If so, I would love to hear more of those stories. My dad was a regular down there in the 70s and 80s. There’s some pretty awesome stories about that place.


----------



## bigfost (Oct 11, 2004)

I spent a lot of time on all the piers back in the day, and have lots of stories as a result. Here's one from back in the Gulf Haven days. It was fall and the circle on the end had rods side by side as always during "bull red season". At about dawn, a thunderstorm rolled through and everyone retreated to the covered area where the straight pier and circle met. As the storm cleared, I was the first to head back out, where I rebaited and casted one of my rods out. Before I could set the rod down, a bull red grabbed the bait. Afterwards, I told everyone I saw the red swimming by and casted to it. They all were skeptical, but couldn't prove I was spinning them a tall tale.

Those were good times spent with good people.


----------



## Capt_Gilligan (Jun 8, 2016)

I heard about and witnessed the red run in the early 90s.
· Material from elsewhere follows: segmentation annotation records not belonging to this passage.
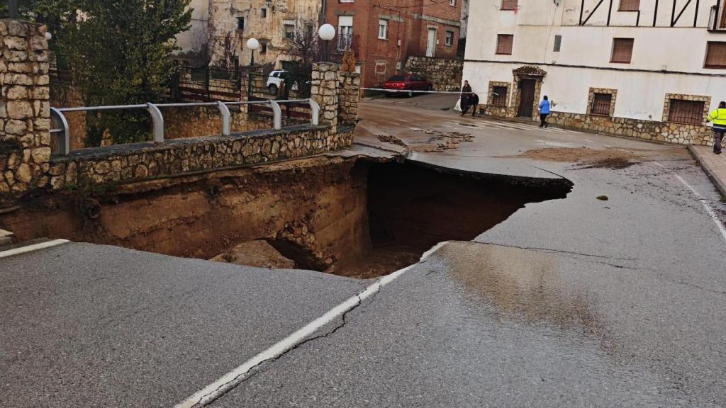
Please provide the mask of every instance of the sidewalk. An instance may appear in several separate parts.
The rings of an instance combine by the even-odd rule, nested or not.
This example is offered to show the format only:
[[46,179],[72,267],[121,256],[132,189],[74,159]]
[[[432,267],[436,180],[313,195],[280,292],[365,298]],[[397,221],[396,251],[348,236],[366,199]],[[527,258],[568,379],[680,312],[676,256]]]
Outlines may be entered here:
[[688,146],[688,150],[713,180],[721,195],[726,197],[726,153],[714,155],[709,146]]

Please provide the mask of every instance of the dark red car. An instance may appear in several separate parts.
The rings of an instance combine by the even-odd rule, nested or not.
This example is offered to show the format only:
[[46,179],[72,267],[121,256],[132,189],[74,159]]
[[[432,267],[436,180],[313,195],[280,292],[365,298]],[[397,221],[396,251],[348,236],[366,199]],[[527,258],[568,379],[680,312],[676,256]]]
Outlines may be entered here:
[[410,91],[433,91],[433,85],[420,76],[409,73],[406,75],[394,75],[383,83],[383,89],[391,91],[409,91],[409,92],[386,92],[386,96],[392,94],[403,94],[409,97],[414,95]]

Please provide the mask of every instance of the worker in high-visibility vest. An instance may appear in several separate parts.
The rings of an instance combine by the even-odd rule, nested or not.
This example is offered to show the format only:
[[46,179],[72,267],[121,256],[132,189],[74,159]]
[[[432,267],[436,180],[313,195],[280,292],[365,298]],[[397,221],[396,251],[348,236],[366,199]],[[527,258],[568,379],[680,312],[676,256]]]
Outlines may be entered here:
[[726,132],[726,102],[719,103],[719,107],[709,115],[706,121],[714,123],[714,152],[720,155],[721,142]]

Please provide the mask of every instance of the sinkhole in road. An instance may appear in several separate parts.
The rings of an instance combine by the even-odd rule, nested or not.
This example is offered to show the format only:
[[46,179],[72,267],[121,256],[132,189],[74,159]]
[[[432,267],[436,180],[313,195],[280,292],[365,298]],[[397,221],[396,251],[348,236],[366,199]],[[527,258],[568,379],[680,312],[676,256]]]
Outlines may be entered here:
[[563,198],[571,186],[410,160],[317,157],[48,193],[0,214],[0,228],[20,240],[65,238],[371,278],[415,264],[439,242],[470,240],[529,203]]
[[372,278],[416,263],[436,243],[470,240],[571,183],[463,172],[423,163],[358,162],[304,221],[215,259]]

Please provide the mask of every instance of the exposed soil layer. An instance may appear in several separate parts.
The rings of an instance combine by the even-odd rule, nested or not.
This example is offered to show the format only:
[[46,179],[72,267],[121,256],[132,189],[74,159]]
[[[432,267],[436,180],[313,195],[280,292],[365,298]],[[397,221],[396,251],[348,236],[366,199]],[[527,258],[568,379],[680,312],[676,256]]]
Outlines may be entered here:
[[391,273],[440,242],[474,239],[528,203],[564,198],[571,187],[566,180],[541,183],[412,163],[375,165],[368,175],[372,249],[338,273]]
[[588,149],[587,147],[547,147],[527,150],[517,156],[505,158],[526,158],[556,162],[579,162],[580,168],[625,168],[638,163],[643,156],[635,150]]
[[566,180],[497,179],[411,163],[317,158],[34,197],[0,214],[20,240],[110,244],[369,278],[469,240]]

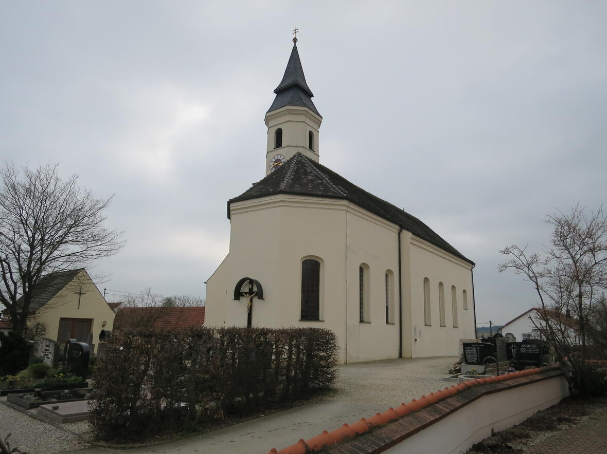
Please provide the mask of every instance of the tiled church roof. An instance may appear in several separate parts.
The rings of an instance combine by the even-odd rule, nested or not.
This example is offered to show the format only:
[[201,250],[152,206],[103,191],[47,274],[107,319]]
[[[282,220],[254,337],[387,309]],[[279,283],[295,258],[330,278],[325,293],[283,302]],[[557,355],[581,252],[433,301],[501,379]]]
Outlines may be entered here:
[[348,200],[401,226],[404,230],[410,232],[437,247],[469,263],[474,264],[417,218],[359,188],[300,153],[296,153],[280,169],[238,197],[229,200],[228,218],[229,218],[229,205],[231,203],[276,194],[294,194]]
[[320,116],[311,99],[314,97],[314,95],[306,83],[296,44],[293,44],[293,50],[291,52],[289,62],[287,64],[285,75],[282,76],[282,80],[274,92],[276,93],[276,98],[268,109],[268,112],[285,105],[299,105],[307,107],[319,116]]

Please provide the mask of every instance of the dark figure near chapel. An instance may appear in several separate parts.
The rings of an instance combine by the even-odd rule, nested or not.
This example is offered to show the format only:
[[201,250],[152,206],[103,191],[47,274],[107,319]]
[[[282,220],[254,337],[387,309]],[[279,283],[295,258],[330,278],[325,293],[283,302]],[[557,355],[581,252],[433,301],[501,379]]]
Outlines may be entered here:
[[83,381],[86,380],[90,355],[89,344],[78,342],[75,339],[68,339],[66,341],[63,353],[66,355],[65,365],[69,366],[70,372],[80,375]]

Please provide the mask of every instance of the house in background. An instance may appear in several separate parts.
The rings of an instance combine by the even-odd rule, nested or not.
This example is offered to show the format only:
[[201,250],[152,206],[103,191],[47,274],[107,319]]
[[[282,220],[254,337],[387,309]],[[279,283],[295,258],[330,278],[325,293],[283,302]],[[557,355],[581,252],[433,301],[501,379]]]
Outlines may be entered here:
[[60,344],[66,339],[92,340],[93,346],[98,345],[102,329],[112,329],[116,315],[84,268],[43,276],[34,292],[30,312],[28,327],[44,324],[49,339]]
[[175,331],[204,324],[205,306],[121,307],[116,314],[114,329]]
[[[514,336],[517,342],[527,339],[546,339],[546,326],[541,319],[541,308],[532,307],[504,325],[498,330],[502,335]],[[580,343],[580,333],[575,318],[568,313],[562,314],[554,310],[546,310],[546,315],[554,320],[562,330],[564,335],[569,338],[573,345]],[[535,322],[535,324],[534,322]]]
My dad said the jacks would come through and just as everyone sat down and tried to recoup from that, the reds would be right behind em.

FWIW, if you knew Big John (Garrison) or a guy called Bully or Steve Young, you probably met my old man along the way. He still has one of the old Fenwicks he built and a Lamiglas that Jerry Valentine built.


----------



## bigfost (Oct 11, 2004)

The time period I'm referring to is the 60s and 70s. Back in those days, what jacks were caught, and they were few, were in the spring and the bull reds were in the fall. Incidentally, while still under 20, I held the record for the largest shark caught off of the old Shorty's Longest Pier. Shorty's wasn't near as productive as Gulf Haven, or the old Black's (High Island) pier. My son and I were on Black's the day it washed away. When the swell started breaking up through the deck, we left. By the time we got home, the news was reporting that the pier had washed away.


----------



## SeaOx 230C (Aug 12, 2005)

Ive been on the Dirty Pelican a two but none of the others that I can recall.

It would be wonderful to have a new built in the area. The Galveston Piers are just not the same to me. I have always thought its because of the guts ands beach structure is not very defined because of the sea wall.


----------